2) Die Persona des Cyberspace Folie 9 Diese Möglichkeiten, eine Identität als Persona zu gestalten und zu steuern begegnen uns bei der Kommunikation über das Internet bereits in der grundlegenden Frage, wie z.b. der E Mail Name (Nickname) gewählt werden soll? Will man lieber als thiedeke@uni mainz. de oder als acrylschnulli@irgendwas.de auftreten?

2) Die Persona des Cyberspace Folie 10 Bei der Erzeugung und Steuerung der Persona sind demnach nicht nur mehr Möglichkeiten der Gestaltung gegeben, sie ist auch aufwendiger. Man muss z.b. abschätzen in welchem sozialen Kontext, welche Identitätsmerkmale hervorgehoben werden sollen.

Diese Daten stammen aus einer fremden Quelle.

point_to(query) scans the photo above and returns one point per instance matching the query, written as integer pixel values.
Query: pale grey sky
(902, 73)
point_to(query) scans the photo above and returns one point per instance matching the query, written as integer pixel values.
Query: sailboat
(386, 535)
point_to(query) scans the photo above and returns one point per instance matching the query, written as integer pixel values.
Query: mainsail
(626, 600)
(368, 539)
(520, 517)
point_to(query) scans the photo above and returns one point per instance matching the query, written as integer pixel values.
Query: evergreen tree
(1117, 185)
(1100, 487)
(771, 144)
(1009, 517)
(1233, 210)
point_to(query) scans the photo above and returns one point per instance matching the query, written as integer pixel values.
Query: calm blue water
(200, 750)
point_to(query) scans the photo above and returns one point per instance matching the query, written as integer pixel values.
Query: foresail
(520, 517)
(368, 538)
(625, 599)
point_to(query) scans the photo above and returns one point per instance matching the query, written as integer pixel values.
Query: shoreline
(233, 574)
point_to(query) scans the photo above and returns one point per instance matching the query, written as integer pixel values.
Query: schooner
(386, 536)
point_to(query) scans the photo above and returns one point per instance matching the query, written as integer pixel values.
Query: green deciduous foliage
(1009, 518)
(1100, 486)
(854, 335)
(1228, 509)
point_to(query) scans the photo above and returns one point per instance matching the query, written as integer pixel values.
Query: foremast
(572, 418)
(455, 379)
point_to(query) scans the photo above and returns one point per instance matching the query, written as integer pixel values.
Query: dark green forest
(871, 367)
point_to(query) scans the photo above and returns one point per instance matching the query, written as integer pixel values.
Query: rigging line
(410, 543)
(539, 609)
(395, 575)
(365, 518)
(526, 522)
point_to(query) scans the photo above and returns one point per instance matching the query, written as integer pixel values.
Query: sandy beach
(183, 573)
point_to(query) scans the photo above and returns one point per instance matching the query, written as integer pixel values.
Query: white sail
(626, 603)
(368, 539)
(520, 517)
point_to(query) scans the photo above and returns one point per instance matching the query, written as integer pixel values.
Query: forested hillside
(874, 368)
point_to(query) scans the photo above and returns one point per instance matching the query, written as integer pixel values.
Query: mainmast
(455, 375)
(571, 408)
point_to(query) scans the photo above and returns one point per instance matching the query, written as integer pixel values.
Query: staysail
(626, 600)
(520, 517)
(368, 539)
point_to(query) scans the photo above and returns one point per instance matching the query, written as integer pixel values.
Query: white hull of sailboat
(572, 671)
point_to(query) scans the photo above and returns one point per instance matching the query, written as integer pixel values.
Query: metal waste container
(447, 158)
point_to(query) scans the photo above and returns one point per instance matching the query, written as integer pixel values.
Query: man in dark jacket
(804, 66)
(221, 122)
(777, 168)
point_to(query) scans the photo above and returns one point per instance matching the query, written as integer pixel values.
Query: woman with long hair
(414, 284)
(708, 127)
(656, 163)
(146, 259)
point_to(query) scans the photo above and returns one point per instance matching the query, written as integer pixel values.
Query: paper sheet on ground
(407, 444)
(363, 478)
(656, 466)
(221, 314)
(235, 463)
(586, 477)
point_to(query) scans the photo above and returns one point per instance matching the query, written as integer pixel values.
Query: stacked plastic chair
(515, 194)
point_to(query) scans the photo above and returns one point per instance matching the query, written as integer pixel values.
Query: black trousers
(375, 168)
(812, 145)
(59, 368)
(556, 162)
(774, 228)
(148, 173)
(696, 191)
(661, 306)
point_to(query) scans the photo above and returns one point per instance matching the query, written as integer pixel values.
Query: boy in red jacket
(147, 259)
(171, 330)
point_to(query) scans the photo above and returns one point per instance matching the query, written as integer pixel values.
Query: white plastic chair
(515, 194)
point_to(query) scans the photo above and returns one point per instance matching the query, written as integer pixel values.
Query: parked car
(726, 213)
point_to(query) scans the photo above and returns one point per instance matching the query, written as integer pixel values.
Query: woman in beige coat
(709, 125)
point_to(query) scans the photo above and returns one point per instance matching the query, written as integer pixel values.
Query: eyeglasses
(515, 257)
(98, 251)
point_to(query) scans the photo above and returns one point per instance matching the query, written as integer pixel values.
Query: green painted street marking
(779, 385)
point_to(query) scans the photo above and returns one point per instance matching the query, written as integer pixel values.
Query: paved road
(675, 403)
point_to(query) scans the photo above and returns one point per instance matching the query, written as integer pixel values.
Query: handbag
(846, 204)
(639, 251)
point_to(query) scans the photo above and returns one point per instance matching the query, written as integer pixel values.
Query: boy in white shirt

2) Die Persona des Cyberspace Folie 11 Die Möglichkeiten zum Identitätsdesign, die sich hier eröffnen können im Cyberspace einerseits zur Erfindung von Selbstmachberühmtheiten führen, die eine weitreichende Resonanz erfahren oder eher randständig bleiben. Andererseits sind jetzt Personae möglich, bei denen die ganze Erscheinung inklusive des Körpers als gesteuerte Projektion, z.b. als Avatare im Netz auftreten.

3) Zusammenfassung Folie 12 Zusammenfassung - Wenn Virtualisierung alle Sinndimensionen betrifft, dann ist davon auch die soziale Einordnung individueller Identitäten betroffen. In der modernen, funktional differenzierten Gesellschaft werden Individuen über die soziale Zuschreibung individueller Eigenschaften eingeordnet. Dieses charakteristische Zuschreibungsmuster definiert die Person und ihre Verhaltensspielräume im gesellschaftlichen Zusammenhang. Die Vermöglichung des Cyberspace entgrenzt dann die Gestaltungs und Steuerungsmöglichkeiten der Personendarstellung für die Individuen. Es kann eine Persona, eine künstliche, vom Individuum kontrollierte Personendarstellung entstehen, die erwünschte soziale Zuschreibungen mobilisieren soll. Dabei ist zu beachten, dass das Selbstdesign der Identität im Cyberspace als Persona zugleich möglichkeitsreicher und voraussetzungsvoller geworden ist.